Dashboard Confessions: The Lenten Art of Automobile Driving

The other day I had a breakthrough of sorts while driving in my car. Yes, in my car. And – I know this may sound a bit odd – it was a Lenten breakthrough.

I was casually driving home from work. This was a miracle in itself because I am the sort of person who tries to cram too many things into too little time. But this day, I took an easy pace in the car throughout the drive home. There had been relatively few traffic back-ups. Even when there were traffic back-ups, I felt able to take them in stride without the usual rise in my blood pressure or agitated hand gestures.

I was in the home-stretch; only about 4 blocks from home. I eased into the left-turn lane and glanced down the street ahead and to the side to insure that I was clear to turn. You see, overall, I’m a really good driver. I’m the kind of person who shoulder-checks before changing lines on the highway. I’m the kind of person who stops before an intersection so that the lady who has been waiting for ten minutes to turn left can finally do so.

As I was saying, I was in the left-turn lane checking my bearings for the impending left-hand turn. It was clear. I began my left-hand turn. As I casually turned onto the next street, I noticed a car pulling up to the edge of a parking lot entrance that was on my right-hand side. The problem was that there was an SUV parked on the right-hand side of the road just before the driveway entrance. It was serving as a visual barrier between my vehicle and the car that had recently arrived at the edge of the parking lot entrance.

As I casually drew up next to the parked SUV (the visual barrier), the driver of the car at the edge of the parking lot burst out of the entrance right into my path.

Now, this was not one of those scenes from a movie where life and death hang in the balance. This was not an impressive t-boning of vehicles waiting to happen. It was not even something for the evening news. There simply was not enough speed involved for that to happen.

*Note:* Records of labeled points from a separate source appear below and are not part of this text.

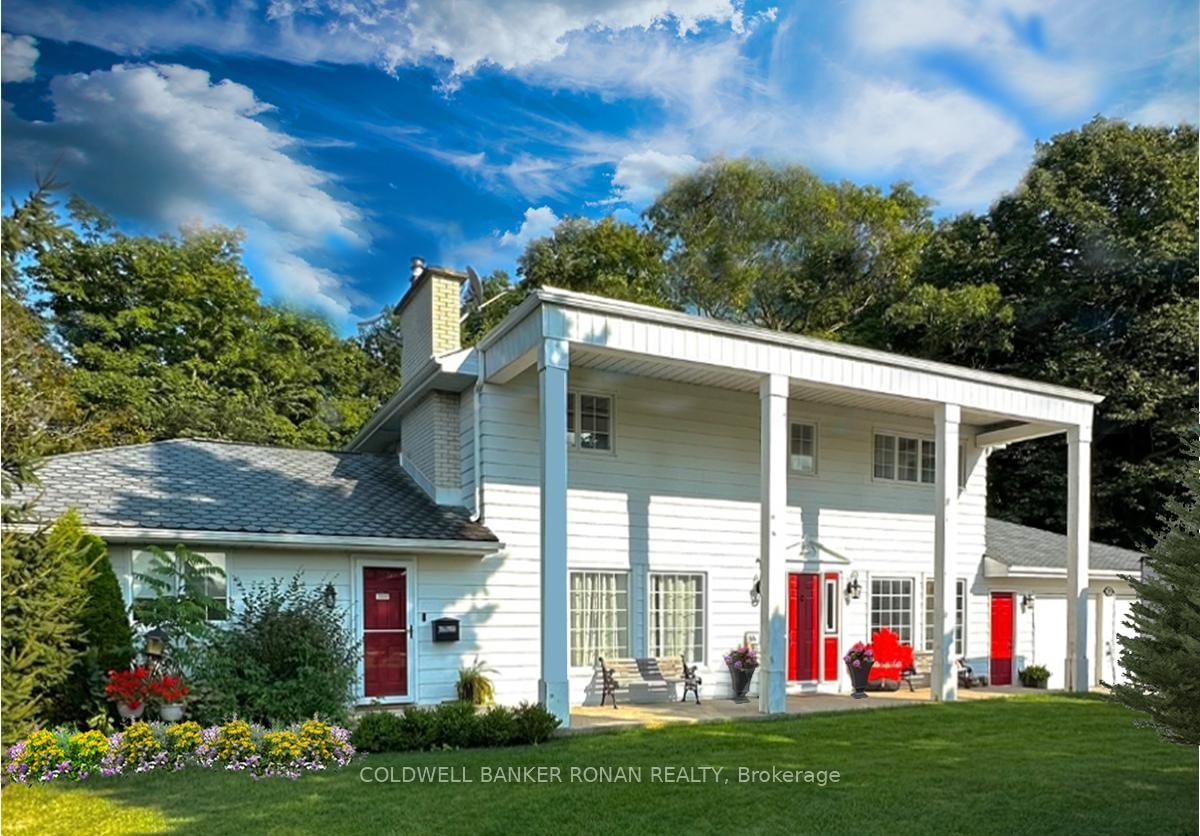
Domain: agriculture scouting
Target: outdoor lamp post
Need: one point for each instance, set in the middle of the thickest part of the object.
(155, 643)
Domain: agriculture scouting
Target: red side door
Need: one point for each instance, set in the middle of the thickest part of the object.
(385, 632)
(802, 626)
(1001, 638)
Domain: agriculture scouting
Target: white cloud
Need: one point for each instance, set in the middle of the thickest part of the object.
(640, 176)
(165, 144)
(19, 54)
(538, 222)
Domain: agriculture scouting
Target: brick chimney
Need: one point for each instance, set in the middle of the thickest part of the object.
(429, 316)
(430, 432)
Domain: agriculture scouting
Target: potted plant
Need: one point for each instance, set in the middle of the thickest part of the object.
(858, 661)
(129, 690)
(1035, 677)
(168, 693)
(742, 661)
(474, 685)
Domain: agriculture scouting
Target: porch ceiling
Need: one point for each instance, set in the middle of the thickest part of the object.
(621, 362)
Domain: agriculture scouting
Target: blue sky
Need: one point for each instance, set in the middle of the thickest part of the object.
(346, 136)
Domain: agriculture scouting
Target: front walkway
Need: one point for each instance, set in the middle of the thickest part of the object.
(594, 717)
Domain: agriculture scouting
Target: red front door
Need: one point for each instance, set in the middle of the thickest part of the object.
(1001, 638)
(802, 626)
(385, 632)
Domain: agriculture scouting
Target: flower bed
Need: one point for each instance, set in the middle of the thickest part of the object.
(142, 747)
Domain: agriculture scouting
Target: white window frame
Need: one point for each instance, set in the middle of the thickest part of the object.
(651, 650)
(816, 446)
(960, 626)
(575, 421)
(831, 607)
(629, 612)
(211, 557)
(912, 603)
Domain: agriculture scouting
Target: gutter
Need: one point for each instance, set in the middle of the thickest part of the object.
(121, 534)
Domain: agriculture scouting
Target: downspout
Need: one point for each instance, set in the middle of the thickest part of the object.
(477, 416)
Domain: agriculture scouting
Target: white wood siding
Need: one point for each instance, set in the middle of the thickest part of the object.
(681, 493)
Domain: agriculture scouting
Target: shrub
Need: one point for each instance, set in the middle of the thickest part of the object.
(1159, 656)
(287, 656)
(497, 727)
(105, 641)
(534, 725)
(143, 747)
(457, 725)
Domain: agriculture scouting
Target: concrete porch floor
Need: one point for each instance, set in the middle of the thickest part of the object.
(653, 715)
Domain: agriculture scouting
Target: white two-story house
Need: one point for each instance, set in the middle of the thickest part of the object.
(604, 479)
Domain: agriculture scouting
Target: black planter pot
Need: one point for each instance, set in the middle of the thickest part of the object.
(858, 678)
(741, 678)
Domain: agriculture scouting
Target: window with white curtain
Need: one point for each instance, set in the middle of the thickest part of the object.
(599, 617)
(960, 605)
(215, 585)
(803, 449)
(589, 421)
(677, 615)
(892, 607)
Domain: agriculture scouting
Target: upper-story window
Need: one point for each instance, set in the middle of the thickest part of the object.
(905, 458)
(589, 421)
(803, 449)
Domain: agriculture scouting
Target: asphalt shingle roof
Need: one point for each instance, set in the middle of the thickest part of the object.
(1023, 546)
(221, 486)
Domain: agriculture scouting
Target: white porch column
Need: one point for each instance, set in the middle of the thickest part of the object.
(553, 689)
(945, 679)
(773, 467)
(1079, 492)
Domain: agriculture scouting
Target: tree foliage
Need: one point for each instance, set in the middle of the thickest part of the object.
(1162, 656)
(45, 573)
(779, 247)
(1096, 252)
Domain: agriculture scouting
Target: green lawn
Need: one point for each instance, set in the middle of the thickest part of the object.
(1030, 764)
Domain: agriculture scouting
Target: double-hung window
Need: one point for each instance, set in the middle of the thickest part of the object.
(803, 449)
(677, 615)
(215, 584)
(960, 603)
(599, 607)
(905, 458)
(589, 421)
(892, 607)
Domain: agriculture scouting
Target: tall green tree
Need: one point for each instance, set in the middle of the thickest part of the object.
(1097, 253)
(779, 247)
(1162, 655)
(45, 576)
(162, 337)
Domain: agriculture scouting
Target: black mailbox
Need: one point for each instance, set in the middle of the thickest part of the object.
(445, 630)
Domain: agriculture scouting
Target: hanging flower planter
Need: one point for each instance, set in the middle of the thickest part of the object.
(742, 661)
(859, 660)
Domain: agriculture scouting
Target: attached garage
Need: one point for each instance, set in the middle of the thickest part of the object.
(1026, 575)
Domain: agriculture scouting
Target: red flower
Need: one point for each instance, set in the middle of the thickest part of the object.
(169, 690)
(127, 686)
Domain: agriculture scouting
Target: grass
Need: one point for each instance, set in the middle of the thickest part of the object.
(1031, 764)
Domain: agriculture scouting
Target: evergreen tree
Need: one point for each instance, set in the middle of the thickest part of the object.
(105, 641)
(1162, 659)
(45, 578)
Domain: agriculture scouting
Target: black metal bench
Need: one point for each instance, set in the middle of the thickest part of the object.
(621, 673)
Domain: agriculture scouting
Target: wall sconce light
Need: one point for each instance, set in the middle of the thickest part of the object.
(853, 589)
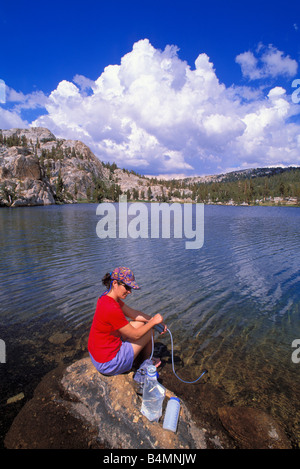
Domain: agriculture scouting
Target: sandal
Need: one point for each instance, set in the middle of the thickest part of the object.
(156, 362)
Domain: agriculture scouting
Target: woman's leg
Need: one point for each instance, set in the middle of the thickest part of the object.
(142, 346)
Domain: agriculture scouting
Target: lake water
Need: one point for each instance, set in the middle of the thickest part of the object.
(232, 306)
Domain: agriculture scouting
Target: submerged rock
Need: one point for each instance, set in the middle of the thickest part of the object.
(80, 408)
(253, 428)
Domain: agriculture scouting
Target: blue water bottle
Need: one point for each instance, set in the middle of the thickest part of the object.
(172, 414)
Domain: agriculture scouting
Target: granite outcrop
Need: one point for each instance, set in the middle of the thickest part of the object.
(76, 407)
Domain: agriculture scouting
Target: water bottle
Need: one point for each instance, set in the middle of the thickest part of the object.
(172, 414)
(153, 396)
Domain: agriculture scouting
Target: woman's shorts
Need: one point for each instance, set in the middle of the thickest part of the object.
(121, 363)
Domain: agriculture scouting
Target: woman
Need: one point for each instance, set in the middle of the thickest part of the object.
(114, 342)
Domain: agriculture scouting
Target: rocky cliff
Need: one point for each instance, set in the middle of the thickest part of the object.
(36, 168)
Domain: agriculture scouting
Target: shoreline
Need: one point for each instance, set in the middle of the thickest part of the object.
(50, 421)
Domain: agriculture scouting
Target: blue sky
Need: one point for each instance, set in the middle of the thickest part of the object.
(162, 87)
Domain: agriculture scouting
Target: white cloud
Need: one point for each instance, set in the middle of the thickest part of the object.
(270, 63)
(156, 114)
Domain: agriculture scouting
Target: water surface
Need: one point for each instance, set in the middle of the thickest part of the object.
(232, 306)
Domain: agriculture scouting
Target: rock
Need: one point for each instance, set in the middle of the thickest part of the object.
(60, 338)
(104, 411)
(17, 397)
(253, 428)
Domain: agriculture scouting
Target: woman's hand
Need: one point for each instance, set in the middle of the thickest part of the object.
(158, 319)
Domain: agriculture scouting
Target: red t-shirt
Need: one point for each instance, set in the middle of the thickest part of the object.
(104, 339)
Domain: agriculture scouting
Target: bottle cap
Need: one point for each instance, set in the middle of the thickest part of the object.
(151, 370)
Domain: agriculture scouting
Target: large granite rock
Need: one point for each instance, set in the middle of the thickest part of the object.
(253, 428)
(78, 408)
(104, 411)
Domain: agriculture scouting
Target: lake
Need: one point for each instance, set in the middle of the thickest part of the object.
(232, 306)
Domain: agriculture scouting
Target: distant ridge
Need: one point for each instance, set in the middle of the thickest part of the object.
(36, 168)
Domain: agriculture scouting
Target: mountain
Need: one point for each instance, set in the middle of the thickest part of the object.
(36, 168)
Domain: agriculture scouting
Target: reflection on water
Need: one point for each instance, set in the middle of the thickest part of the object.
(232, 306)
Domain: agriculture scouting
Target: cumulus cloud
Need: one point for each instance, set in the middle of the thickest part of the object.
(156, 114)
(270, 62)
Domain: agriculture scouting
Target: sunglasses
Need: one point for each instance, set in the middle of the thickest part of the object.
(128, 288)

Thanks to my driving skills – and to the fact that we were both going about 10 miles per hour – nothing happened whatsoever. I slammed on the brakes with all of my might and then laid on the horn with the might that was leftover: BBBBBBBEEEEEEEEEEEEEEEEEEEEEEEEEEEEEEEEPPPPPPPPPPP!!!!!!!!!!!!!!!!!!!!!!! And then, with whatever remaining might I had (which was very little by this time), I threw up my hands and gave one of those ‘what in the name of God were you thinking?!’ looks to the driver of the other car.

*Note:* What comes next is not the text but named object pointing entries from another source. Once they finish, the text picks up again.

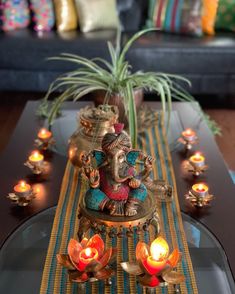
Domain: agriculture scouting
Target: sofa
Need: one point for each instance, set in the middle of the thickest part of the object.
(209, 62)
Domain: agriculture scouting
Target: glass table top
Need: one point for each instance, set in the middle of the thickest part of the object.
(22, 257)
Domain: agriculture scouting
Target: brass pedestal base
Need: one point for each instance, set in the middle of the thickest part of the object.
(102, 222)
(199, 201)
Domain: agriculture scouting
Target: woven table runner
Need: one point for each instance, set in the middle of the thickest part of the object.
(55, 279)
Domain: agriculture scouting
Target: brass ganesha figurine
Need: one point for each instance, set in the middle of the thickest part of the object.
(114, 184)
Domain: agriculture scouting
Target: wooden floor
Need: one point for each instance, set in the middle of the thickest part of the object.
(11, 107)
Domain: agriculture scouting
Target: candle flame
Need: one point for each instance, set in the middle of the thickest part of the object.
(22, 184)
(35, 154)
(88, 252)
(43, 131)
(188, 131)
(200, 187)
(159, 249)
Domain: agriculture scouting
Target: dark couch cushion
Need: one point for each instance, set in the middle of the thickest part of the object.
(26, 50)
(132, 14)
(209, 62)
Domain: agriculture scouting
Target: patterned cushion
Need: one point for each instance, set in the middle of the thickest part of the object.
(175, 16)
(15, 14)
(43, 14)
(209, 16)
(66, 16)
(226, 15)
(97, 14)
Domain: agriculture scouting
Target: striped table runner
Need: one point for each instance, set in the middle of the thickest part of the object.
(55, 279)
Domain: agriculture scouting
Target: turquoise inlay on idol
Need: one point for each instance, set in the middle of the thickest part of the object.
(139, 193)
(132, 156)
(93, 198)
(99, 156)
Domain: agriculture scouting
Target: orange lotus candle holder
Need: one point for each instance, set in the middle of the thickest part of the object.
(196, 164)
(154, 266)
(188, 138)
(88, 261)
(35, 162)
(199, 195)
(44, 139)
(23, 194)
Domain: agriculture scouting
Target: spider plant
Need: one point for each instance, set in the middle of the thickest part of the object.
(114, 77)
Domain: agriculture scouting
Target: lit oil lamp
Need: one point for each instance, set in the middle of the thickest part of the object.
(154, 266)
(196, 164)
(199, 195)
(44, 139)
(87, 261)
(188, 138)
(23, 194)
(36, 162)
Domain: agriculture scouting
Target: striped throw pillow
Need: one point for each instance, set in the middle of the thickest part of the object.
(175, 16)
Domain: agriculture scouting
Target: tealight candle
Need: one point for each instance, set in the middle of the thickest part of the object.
(44, 134)
(200, 190)
(189, 135)
(36, 158)
(22, 189)
(159, 251)
(197, 160)
(86, 256)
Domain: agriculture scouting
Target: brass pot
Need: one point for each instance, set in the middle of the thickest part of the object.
(117, 100)
(93, 124)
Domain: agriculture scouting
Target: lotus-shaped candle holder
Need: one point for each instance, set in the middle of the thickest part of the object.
(88, 260)
(154, 266)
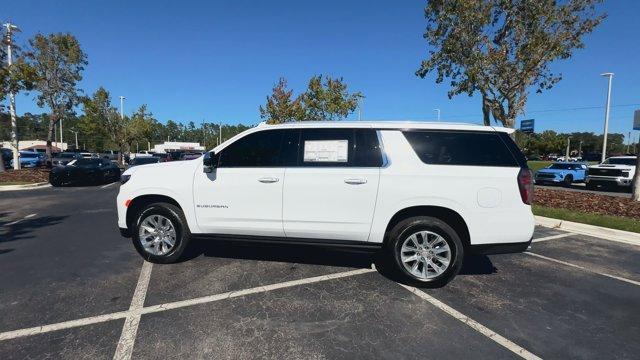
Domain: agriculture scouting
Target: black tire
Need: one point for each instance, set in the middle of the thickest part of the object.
(175, 215)
(405, 229)
(568, 180)
(55, 181)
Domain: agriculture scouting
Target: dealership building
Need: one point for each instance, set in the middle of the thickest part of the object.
(169, 146)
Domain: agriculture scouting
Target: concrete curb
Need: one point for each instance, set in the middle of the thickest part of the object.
(626, 237)
(25, 186)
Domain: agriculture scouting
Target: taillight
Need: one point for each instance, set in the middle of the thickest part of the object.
(525, 184)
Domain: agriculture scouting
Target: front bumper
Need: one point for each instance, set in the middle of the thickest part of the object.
(609, 180)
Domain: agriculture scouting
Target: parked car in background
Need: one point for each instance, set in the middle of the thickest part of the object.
(144, 160)
(85, 171)
(64, 158)
(424, 200)
(616, 171)
(88, 155)
(190, 156)
(162, 156)
(30, 159)
(565, 173)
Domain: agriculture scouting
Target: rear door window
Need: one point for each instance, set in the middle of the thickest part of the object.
(259, 149)
(461, 148)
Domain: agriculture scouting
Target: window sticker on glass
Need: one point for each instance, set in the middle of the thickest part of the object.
(326, 150)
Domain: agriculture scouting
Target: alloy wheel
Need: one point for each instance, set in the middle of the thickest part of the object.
(425, 255)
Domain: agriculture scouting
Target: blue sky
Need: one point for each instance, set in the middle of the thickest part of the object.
(217, 60)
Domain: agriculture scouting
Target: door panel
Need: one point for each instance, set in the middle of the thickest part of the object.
(329, 203)
(241, 201)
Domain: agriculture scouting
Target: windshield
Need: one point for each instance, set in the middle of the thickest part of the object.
(144, 160)
(86, 162)
(620, 161)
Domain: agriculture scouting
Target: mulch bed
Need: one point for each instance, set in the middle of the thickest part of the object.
(588, 203)
(25, 175)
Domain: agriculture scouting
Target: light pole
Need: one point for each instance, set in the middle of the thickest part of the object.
(606, 117)
(122, 107)
(76, 133)
(12, 99)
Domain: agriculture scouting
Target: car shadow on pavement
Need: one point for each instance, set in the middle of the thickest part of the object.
(23, 229)
(316, 255)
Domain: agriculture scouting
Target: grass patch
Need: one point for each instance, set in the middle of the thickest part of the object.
(537, 165)
(608, 221)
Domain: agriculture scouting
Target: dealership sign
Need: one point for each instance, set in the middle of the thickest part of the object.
(527, 126)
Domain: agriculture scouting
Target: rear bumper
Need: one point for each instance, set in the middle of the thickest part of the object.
(507, 248)
(605, 180)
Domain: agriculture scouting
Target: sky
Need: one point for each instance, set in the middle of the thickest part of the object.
(216, 61)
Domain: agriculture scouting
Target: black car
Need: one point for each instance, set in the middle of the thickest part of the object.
(85, 171)
(143, 160)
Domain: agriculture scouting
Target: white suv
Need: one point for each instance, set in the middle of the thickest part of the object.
(424, 193)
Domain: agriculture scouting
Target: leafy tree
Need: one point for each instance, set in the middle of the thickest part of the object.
(58, 61)
(15, 78)
(503, 48)
(328, 99)
(281, 107)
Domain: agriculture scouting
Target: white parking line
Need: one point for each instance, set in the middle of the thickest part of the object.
(130, 328)
(508, 344)
(552, 237)
(583, 268)
(174, 305)
(19, 220)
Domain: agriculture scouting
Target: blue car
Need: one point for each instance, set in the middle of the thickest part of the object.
(564, 173)
(30, 159)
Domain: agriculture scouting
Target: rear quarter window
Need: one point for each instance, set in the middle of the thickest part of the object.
(462, 148)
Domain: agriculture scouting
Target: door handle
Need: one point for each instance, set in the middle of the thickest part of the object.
(354, 181)
(268, 180)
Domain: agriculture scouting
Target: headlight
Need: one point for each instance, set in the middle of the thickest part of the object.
(124, 178)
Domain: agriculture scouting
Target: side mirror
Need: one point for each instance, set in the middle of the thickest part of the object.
(209, 162)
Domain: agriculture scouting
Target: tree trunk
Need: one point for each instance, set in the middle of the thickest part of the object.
(50, 135)
(486, 111)
(636, 180)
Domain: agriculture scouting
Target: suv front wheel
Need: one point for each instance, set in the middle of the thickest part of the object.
(160, 233)
(426, 251)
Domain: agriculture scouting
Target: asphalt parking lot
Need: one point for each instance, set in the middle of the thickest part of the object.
(71, 287)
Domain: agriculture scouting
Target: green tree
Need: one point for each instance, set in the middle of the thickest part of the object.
(281, 106)
(58, 61)
(503, 48)
(328, 99)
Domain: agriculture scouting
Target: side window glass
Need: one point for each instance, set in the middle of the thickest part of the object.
(327, 147)
(368, 152)
(260, 149)
(460, 148)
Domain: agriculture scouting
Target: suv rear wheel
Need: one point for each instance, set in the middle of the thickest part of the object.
(426, 251)
(160, 233)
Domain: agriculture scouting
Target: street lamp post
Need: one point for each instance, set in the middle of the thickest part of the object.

He didn’t even stop to take in my dramatic gestures and facial expressions. He quickly turned his head toward me while babbling into his cell phone earpiece and carried on his way without so much as responding to the situation.

I sat there hitting my steering wheel weakly and muttered aloud something like “Stop talking on your cell phone, idiot!!”

I then let out a loud sigh and drove the remaining 3 ½ blocks home. I reported the event to my wife and kids loudly when I entered the house: “I almost got into an accident on the way home! The guy didn’t even stop and look at me!” My kids were interested in the event (secretly wishing that I had hit the car so that they could see a crumpled vehicle) and my wife was simply glad that everything was okay.

All ‘casual’-ness, relaxation, and peace had escaped my being. I think that I had somehow thrown them out through the braking, honking, and hand gesturing. We ate some dinner and life went onwards.

As I was reflecting on the event later, I have to say that I was angry. I mean, this cell-phone kissing megalomaniac idiot vaulted his vehicle into my right-of-way without any visible remorse or much recognition. He obliterated my once-in-a-blue-moon casual drive home in the span of 5 seconds, forcing me to be upset and anguished over the lack of justice in this world throughout dinner with my family.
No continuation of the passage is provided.